Data stored in external files can be imported into the R workspace in several ways. The best method to use depends on the amount and kind of data. To begin, suppose that you have an unformatted text file named file in the same directory with your R workspace. Also suppose that the data in file is either all numeric or all character strings in quotes. Such a text file might be created with Microsoft Notepad, for example, or some other simple text editor. The “scan” function can be used to bring the file into the workspace, like this:
> object = scan(“file.txt”)
Both the extension “.txt” and the quotes are necessary. If the file is in a directory other than the one containing your workspace, you can either change the working directory by using the file menu at the top of the R console and then changing it back to the original directory after you have imported the file, or you can give the complete pathname of the file in your local file system. You can also give the url of a file for downloading a file from the internet.
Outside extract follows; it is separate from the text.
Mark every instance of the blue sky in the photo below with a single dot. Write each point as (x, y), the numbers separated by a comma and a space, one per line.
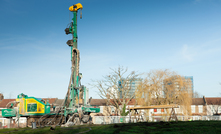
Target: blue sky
(143, 35)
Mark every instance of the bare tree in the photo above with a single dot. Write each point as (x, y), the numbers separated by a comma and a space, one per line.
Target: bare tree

Data frames are usually imported from previously created tabular text files or spreadsheets. These are imported with the function “read.table” or a variant “read.csv”. Suppose that you have a spreadsheet named file in your working directory. Save or copy it as a comma separated values file with the same name. Then import it with the command
> frame = read.csv(“file.csv”, header = T)
The argument “header = T” is to tell R that the first line of the file contains the column headings of the spreadsheet. Actually, the argument is unnecessary if this is the case because that is the default. If it is not the case, then you must use “header = F” instead. The column headings will become the variable names in the data frame frame.
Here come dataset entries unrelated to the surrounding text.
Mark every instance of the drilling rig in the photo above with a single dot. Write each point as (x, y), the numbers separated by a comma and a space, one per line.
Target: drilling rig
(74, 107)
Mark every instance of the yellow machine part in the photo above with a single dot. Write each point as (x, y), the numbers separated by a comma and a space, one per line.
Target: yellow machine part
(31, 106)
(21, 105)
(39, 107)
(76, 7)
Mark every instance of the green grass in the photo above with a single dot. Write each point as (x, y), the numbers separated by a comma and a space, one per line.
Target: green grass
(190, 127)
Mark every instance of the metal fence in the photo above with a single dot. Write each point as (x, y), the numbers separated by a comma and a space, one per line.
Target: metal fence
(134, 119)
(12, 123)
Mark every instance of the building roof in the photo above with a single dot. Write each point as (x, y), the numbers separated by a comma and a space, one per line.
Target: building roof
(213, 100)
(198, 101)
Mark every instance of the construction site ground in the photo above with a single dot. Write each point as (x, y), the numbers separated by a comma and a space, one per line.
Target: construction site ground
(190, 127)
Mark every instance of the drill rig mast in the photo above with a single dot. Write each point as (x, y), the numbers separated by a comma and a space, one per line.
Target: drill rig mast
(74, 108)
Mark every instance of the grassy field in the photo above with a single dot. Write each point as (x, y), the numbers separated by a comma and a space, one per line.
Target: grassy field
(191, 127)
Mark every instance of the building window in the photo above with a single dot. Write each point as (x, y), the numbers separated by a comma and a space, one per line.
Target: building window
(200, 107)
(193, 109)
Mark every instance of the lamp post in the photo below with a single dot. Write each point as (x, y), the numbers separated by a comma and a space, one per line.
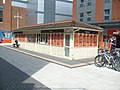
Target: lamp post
(18, 17)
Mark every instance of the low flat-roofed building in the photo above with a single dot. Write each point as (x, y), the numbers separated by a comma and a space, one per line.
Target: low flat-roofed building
(67, 39)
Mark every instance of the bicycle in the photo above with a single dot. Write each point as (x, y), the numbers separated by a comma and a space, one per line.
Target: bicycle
(105, 58)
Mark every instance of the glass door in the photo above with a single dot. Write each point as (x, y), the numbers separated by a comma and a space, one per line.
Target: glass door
(67, 45)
If the file you want to import does not come from a spreadsheet it may be more convenient to use “read.table” which has different defaults. However, either function can be used in any situation.
Tabular data in an external file can be created from a matrix or data frame in R with the commands
> write.table(object, file=”filename”)
> write.csv(object, file=”filename.csv”, na=” “)
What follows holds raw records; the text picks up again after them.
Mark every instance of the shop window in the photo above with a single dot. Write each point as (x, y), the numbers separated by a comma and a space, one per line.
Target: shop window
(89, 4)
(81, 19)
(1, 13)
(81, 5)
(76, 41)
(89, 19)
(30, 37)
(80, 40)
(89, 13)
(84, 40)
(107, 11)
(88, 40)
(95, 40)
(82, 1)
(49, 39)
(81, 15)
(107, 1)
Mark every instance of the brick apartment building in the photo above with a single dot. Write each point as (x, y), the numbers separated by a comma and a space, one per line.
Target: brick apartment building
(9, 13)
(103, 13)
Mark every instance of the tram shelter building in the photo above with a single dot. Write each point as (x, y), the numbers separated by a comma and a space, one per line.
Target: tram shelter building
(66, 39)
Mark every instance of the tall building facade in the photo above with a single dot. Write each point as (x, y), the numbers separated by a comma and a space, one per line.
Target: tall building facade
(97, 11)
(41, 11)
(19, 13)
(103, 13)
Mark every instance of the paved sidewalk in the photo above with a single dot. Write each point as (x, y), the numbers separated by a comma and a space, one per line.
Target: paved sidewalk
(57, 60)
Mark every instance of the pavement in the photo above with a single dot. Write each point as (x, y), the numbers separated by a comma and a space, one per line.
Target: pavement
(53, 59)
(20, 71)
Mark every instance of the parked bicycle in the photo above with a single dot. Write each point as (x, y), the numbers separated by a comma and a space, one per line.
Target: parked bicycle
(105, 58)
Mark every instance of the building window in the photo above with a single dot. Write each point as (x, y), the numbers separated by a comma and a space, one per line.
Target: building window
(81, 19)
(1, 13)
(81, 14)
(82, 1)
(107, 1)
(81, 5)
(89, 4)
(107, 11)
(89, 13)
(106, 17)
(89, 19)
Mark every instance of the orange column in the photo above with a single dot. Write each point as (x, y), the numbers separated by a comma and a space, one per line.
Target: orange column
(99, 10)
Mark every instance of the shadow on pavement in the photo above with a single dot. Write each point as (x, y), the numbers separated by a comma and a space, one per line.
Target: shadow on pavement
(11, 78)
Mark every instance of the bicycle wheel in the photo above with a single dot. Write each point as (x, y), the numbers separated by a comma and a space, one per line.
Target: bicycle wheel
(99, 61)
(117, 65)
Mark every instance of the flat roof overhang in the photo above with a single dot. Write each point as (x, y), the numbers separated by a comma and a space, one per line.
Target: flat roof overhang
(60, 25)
Here, object is the name of a matrix or data frame in your R workspace. The file filename will be written in the working directory containing your R workspace. If you want to put it somewhere else, you can use the complete pathname in your file system.
The “write.csv” option is probably more useful than “write.table” since it is more amenable to spreadsheet applications. Both these functions have optional arguments which you can read about with help.
One of the great advantages of R Commander is that it makes it easy to import and export data. To import a data set from an external source, such as an Excel file, tabbed text file, a file created by another software package, or an internet site, just click on the "Data" menu at the top of the R Commander window and follow the instructions. They are straightforward. The data will be imported as a data frame in R.
Similarly, you can export data from R to a tabular text file in your local file system by clicking on "Data" and choosing "Active Data Set - Export active data set".